Naast mij hoorde ik hoe Finn verontwaardigd snoof. 'Ik denk dat het nu wel weer tijd is om te gaan. Wij maken het prima', zei Finn ijzig kalm. Maar volgens mij wilde hij niets liever dan Rowan aanvliegen. Ik kende hem al langer dan vandaag. Ik legde mijn hand op zijn gespierde arm, als teken dat hij zichzelf in moest houden. Rowan keek van mij naar Finn en weer terug naar mij. 'Wij als in... Een stelletje?'

Finn rolde met zijn ogen. 'Ja. En kan je nu opdonderen?'

Rowan fronste naar Finn. 'Zo zo, praten wij zo tegen je neefje?'

Voor ik het goed en wel door had, baande Finns vuist zich een weg door de lucht en ramde vol tegen Rowans oog aan. Rowan greep naar zijn oog en kermde van de pijn. Langzaam liet hij zijn hand zakken en keek Finn woest aan. Finns uitdrukking was niet af te lezen, wat mij zorgen baarde. Rowan haalde uit met zijn vuist en raakte Finn in zijn maag. Finn kromp ineen en hapte naar lucht. 'Zo, sinds wanneer is mijn kleine neefje zo sterk geworden?' hijgde Finn.

Rowan haalde zijn schouders op. 'Sinds er sportscholen bestaan.'

Finn haalde nogmaals uit, dit keer raakte hij zijn schouder. Rowan wankelde iets achteruit, maar wist zich te herstellen. Zijn vuist kwam opnieuw terecht in Finns maag. 'Oké en nu stoppen!' gilde ik.

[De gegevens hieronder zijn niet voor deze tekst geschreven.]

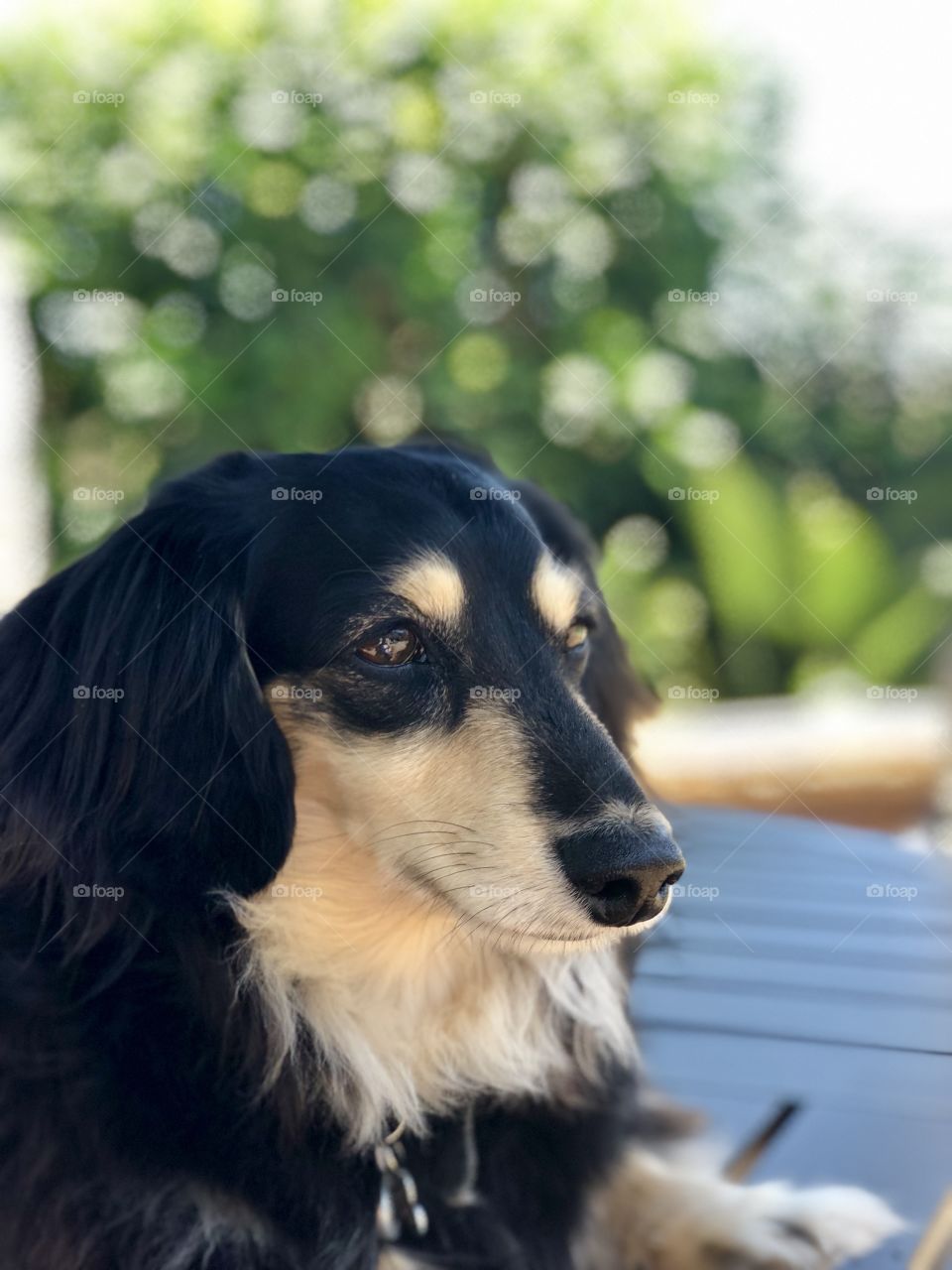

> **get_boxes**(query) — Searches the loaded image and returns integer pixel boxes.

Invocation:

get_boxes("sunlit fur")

Maar ze luisterden niet. Bleven elkaar aanvallen. Uit pure wanhoop stortte ik mij middenin het gevecht. Ik ving een klap voor Finn op. Rowan keek mij ongelovig aan. 'Eef', zei hij bezorgd. De klap was tegen mijn hoofd. Langzaam begon ik sterretjes te zien. Ik zag nog hoe Finn Rowan ruw aan de kant duwde en mij opving voordat ik zou vallen. Finn ondersteunde mij naar de bank toe, Rowan gevolgd op zijn hielen. Langzaam liet hij mij op de bank zakken. 'Gaat het echt wel?' vroeg Finn bezorgd. 'Ik ga wel even iets halen om te koelen.' En met die woorden verdween hij naar de keuken. Het was mij niet ontgaan dat hij Rowan een boze blik toewierp. Rowan ging naast mij op de bank zitten. 'Sorry Eva, die was niet voor jou bedoeld.'

Boos keek ik hem aan. 'Wat doe je hier? Ga weg.'

Een lachje trok aan zijn mondhoeken. 'Ik kwam kijken of alles goed ging. En dat gaat het blijkbaar niet, gezien je samen bent met Finn. Hij is niet goed voor je. Dat weet iedereen.'

Mijn ogen maakten een rollende beweging, wat mijn hoofd niet zo prettig vond. Kreunend greep ik naar mijn hoofd. 'Verdomme je hebt mij echt hard geraakt.'

Rowan drukte een teder kusje op mijn voorhoofd. Vol ongeloof keek ik hem aan. 'Rowan, verdwijn gewoon, oké?'

'Ik wil je alleen maar beschermen tegen hem', zei hij fronsend. 'Maar dat wordt niet gewaardeerd blijkbaar.'

'En al helemaal niet als je verdomme een gevecht begint in mijn huis', zei ik kwaad.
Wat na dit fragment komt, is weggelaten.